Há um Espírito Santo que anda rápido demais e outro que parece parado no tempo, e os dois convivem na mesma sexta-feira, 28 de agosto de 2026. De um lado, a BR 101 recebe mais 11,2 quilômetros de pista duplicada entre Anchieta e Iconha, com ponte nova sobre o Rio Iconha entregue oficialmente hoje. De outro, os radares da Rodovia das Paneleiras, em Vitória, continuam sem funcionar desde o acidente do dia 8 de agosto — quase três semanas de fiscalização zero numa via de fluxo intenso, com o DER-ES confirmando o dano mas sem prazo de conserto.

Essa dualidade não é só sobre asfalto. Ela é sobre prioridade e capacidade de gestão. O Sul do estado ganha infraestrutura nova que vai reduzir tempo de viagem e acidentes numa das BRs mais perigosas do país. Mas a capital não consegue repor um equipamento de segurança viária em prazo razoável. São escalas diferentes de investimento — uma federal, com contrato e cronograma de obra; outra estadual, dependente de reposição de peça e decisão administrativa — mas o efeito prático para o motorista capixaba é o mesmo: sensação de que o poder público reage mais rápido a projetos grandes do que a problemas simples do dia a dia.

No campo econômico, o contraste se repete em outra chave. A GWM decidiu antecipar para 2028 o início da produção em Aracruz, um ano antes do previsto, num investimento de cerca de US$ 1 bilhão. É notícia boa e concreta: mais empregos, mais fornecedores, mais pressão sobre a cadeia produtiva do Norte do estado. Só que essa aceleração já gera o que o mercado capixaba está chamando de corrida por mão de obra qualificada — um problema bom, mas que exige planejamento rápido de qualificação profissional, sob pena de a vaga sobrar e o trabalhador local não estar pronto para ocupá-la.
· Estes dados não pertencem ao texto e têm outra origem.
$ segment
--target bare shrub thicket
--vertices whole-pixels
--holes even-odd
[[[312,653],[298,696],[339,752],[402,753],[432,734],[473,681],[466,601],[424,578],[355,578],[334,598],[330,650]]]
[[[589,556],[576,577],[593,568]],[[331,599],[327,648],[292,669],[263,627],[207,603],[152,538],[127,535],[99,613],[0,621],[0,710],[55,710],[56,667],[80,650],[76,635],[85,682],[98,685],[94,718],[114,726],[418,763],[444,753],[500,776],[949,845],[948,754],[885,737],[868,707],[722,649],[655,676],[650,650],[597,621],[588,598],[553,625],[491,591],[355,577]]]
É aí que cursos como os de Cachoeiro de Itapemirim, que abriu inscrições gratuitas em maquiagem e design de sobrancelhas até setembro, parecem pequenos diante da GWM, mas cumprem função semelhante: preparar mão de obra local para setores que estão crescendo, ainda que em escala bem menor. A pergunta que o momento coloca é se o poder público estadual está replicando esse tipo de iniciativa em volume suficiente para a demanda industrial que vem de Aracruz.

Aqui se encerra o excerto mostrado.